Did a little refactoring, as gdalle said, to make the code totally unrecognizable. Specifically, used the semantic meaning of the loops
values to find a more simply calculated expression.
It goes like this (using memoization also):
# returns number of perms of 1..n with largest cycle of size k
function loop!(M,CM,n,k)
n < k && return 0.0 # base and trivial cases
n == 0 && k == 0 && return 1.0
k <= 0 && return 0.0
n <= 0 && return 0.0
M[n,k] >= 0.0 && return M[n,k] # memoization
if k == 1
M[n, k] = 1.0
return 1.0
end
factor = 1.0 # non base case calculation
res = 0.0
for i in 1:k-1
res += factor * loop!(M,CM,n-i,k)
factor *= n-i
end
if n>k
j = k
while j>1 && CM[n-k,j] < 0.0
j -= 1
end
for i in j:k # second memoization for M cumsum
CM[n-k, i] = (i>1 ? CM[n-k, i-1] : 0.0) + loop!(M,CM,n-k, i)
end
res += factor * CM[n-k,k]
else
res += factor
end
M[n,k] = res
return res
end
To use this function, the memoization matrices need to be initialized and passed as parameters, as follows:
julia> const M = fill(-1.0,100,100);
julia> const CM = fill(-1.0,100,100);
julia> @time [loop!(M, CM, 100, i) for i in 1:100];
0.027222 seconds (23.15 k allocations: 1.561 MiB, 98.51% compilation time)

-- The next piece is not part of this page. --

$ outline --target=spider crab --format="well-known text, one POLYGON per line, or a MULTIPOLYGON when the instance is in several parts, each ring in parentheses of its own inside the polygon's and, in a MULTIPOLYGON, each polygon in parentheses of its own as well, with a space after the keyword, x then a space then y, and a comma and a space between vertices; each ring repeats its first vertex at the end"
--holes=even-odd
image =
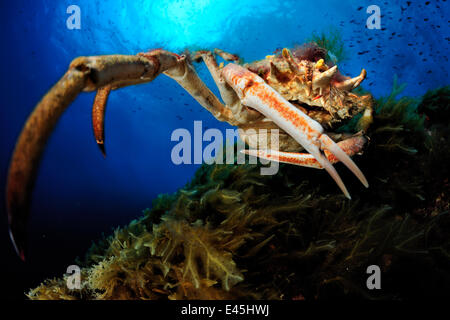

The timing is not very informative, as I’m not including any other time to compare with. But it seems at least >1000x speedup.
UPDATE: To benchmark, adding a main
as in previous posts:
function main(n)
M = fill(-1.0, n,n)
CM = fill(-1.0, n,n)
y = Vector{Float64}(undef, n)
fac = cumprod(float.(1:n))
for i = 1:n
y[i] = loop!(M, CM, n, i) / fac[n]
end
return y
end
with this main
and comparing to one of the original oldmain
s:
julia> @time oldmain(100);
5.305958 seconds (4 allocations: 3.500 KiB)
julia> @time main(100);
0.001171 seconds (7 allocations: 158.969 KiB)
( 5000x speedup )